Hidden crimes, real trauma

For the survivors of Le Scouarnec’s alleged abuse, the years since have been traumatic.

Although many of the children were under sedation during the alleged abuse, the effect on their lives has been all too tangible, per court documents. The documents describe psychological analyses of the alleged victims often showing persistent troubles, notably in their later sexual relations and on their self-confidence, following their hospitalizations under Le Scouarnec.

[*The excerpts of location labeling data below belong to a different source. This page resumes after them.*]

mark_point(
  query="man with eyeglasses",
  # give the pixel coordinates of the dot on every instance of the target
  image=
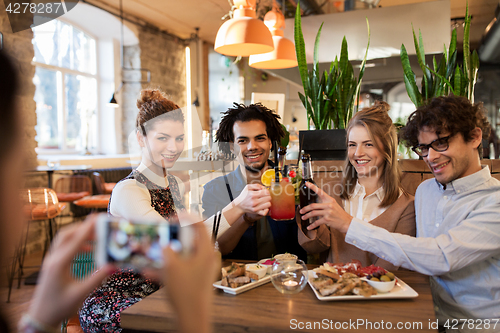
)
(457, 217)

“We have victims in real, genuine suffering. We have people who are anorexic, who are depressed, who can’t have children, who can’t have sex with their partner. It’s all these anomalies in quotation marks, unexplained by their doctors, who say to themselves, “How is this possible?” lawyer Satta said. Among those she represents are two families of men who had allegedly been abused by Le Scouarnec and died by suicide years later.

Given the lifetime of abusing that Le Scouarnec stands accused of, some of the survivors’ testimony is no longer admissible in court. France’s statute of limitations restricts rape prosecutions to 30 years after the victim reaches adulthood, meaning about 80 people were not included in the case, Satta said.

As justice runs its course, one question swirls around the case: How was this man allegedly able to prey on so many young people for so long?